The first evidence of the world’s oldest discovered glaciers has been found in the gold fields of South Africa. Extremely well-preserved glacial deposits lay beneath the world’s largest gold deposits, providing convincing evidence of the environmental conditions of the early Earth.
While the exact conditions of Earth during this period are still widely unknown, these 2.9-billion-year-old glacial remains could provide evidence for a number of theories surrounding conditions during this time. “It may be that this area was close to the poles. Another possibility is that the whole Earth was in a ‘snowball Earth’ period, when low atmospheric concentrations of CO2 and CH4 led to a ‘reverse greenhouse effect’, causing much of the planet to freeze,” said Professor Axel Hofmann, study co-author, in a statement.
“Scientists believe that this may have happened on a couple of occasions in the more recent past. If so, this would be the earliest such global cooling period recorded. Either possibility is scientifically interesting.”
Along with the physical evidence of fossilized glacial moraines – the debris left behind by glaciers – the team also analyzed oxygen isotope concentrations in the ancient rocks to determine the climate conditions at the time they were deposited.

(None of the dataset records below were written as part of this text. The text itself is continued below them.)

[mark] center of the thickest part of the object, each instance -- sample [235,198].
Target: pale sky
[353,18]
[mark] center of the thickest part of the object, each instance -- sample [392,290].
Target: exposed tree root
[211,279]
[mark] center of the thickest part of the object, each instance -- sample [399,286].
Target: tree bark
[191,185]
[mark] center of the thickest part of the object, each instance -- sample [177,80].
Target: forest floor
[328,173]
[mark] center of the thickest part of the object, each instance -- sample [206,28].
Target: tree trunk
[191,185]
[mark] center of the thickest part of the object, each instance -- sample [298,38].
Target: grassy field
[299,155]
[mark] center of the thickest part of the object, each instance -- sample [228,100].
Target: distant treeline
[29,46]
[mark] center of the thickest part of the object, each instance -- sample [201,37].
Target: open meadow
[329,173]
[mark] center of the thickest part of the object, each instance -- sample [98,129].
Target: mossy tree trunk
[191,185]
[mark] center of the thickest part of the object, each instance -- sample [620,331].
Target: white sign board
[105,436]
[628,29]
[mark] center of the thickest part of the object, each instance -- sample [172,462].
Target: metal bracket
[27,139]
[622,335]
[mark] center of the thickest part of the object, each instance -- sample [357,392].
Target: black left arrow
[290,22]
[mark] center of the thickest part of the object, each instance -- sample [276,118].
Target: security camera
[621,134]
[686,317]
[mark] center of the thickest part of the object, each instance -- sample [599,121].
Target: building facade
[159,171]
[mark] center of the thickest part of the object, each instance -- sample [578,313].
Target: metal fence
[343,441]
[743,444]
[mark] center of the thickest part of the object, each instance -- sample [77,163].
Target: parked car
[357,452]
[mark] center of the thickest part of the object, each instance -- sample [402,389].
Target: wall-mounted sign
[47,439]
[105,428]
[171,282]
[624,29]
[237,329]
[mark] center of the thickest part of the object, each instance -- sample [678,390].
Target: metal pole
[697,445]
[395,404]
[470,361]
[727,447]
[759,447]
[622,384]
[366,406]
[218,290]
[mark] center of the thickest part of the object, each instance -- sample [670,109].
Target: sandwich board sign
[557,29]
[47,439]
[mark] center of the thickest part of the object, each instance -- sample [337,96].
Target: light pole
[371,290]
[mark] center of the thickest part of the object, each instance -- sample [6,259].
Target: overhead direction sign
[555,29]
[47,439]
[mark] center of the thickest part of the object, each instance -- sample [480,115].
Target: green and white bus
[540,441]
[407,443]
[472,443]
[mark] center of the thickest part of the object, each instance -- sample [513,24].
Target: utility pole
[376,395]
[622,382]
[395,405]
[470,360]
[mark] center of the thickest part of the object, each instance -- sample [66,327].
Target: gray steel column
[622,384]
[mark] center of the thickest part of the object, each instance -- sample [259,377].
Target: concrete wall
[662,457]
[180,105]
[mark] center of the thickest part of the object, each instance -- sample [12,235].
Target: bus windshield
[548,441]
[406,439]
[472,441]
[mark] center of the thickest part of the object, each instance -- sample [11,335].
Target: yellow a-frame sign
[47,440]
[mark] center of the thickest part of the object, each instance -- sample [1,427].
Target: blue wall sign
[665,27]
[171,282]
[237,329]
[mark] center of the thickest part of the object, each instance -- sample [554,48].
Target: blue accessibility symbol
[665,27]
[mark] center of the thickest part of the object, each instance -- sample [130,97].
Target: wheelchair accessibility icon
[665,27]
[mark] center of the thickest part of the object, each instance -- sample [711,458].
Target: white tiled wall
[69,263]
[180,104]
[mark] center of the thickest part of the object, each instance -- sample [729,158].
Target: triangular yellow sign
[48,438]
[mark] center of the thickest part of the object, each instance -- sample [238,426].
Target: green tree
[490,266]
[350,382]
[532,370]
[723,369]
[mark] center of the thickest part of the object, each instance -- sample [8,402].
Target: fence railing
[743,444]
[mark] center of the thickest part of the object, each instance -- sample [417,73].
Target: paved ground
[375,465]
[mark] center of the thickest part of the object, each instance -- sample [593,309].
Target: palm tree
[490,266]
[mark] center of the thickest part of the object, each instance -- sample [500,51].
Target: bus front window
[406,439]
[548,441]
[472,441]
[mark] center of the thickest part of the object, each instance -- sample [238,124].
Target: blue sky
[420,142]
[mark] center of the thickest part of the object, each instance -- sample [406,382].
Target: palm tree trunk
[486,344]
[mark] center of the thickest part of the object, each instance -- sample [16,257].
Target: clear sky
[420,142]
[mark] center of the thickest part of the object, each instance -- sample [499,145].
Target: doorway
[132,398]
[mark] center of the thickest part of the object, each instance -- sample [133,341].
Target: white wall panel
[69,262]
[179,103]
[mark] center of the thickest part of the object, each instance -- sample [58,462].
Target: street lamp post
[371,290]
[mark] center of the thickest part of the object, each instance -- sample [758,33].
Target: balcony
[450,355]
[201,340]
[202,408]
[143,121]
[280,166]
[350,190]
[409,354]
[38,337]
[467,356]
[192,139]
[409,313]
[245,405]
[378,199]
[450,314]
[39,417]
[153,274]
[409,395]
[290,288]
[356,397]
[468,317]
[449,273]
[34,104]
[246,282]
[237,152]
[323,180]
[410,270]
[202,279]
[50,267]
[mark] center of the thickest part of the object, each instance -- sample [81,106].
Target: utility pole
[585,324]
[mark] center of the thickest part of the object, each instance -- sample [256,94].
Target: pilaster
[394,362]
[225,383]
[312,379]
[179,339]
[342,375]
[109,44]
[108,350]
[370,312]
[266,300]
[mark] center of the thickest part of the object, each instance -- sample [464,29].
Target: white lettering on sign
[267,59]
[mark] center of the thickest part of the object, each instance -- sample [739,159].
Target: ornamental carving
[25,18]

“We looked at relative amounts of three oxygen isotopes, 16O, 17O, and 18O. These are all types of oxygen but have very slightly different weights. We found that these rocks had very low amounts of 18O, and very high amounts of 17O, indicating that they were formed at icy temperatures,” explained study co-author Professor Ilya Bindeman. “Couple that geochemical evidence with the moraine evidence, and it means glaciers, the oldest glaciers yet found on Earth.”
The significance of the location of the finding, beneath the Earth’s largest sedimentary gold deposits, may also spark further investigation explained Hofman. “It’s possible that a change from icehouse to greenhouse conditions may have aided in the formation of those gold deposits, but this needs to be confirmed and requires further work.”
The use of triple oxygen isotope analysis in this way could add new avenues for finding evidence of the early Earth’s glaciation, with finds like this introducing new lines of questioning and investigation into Earth’s historical climate.
The study is published in Geochemical Perspectives Letters.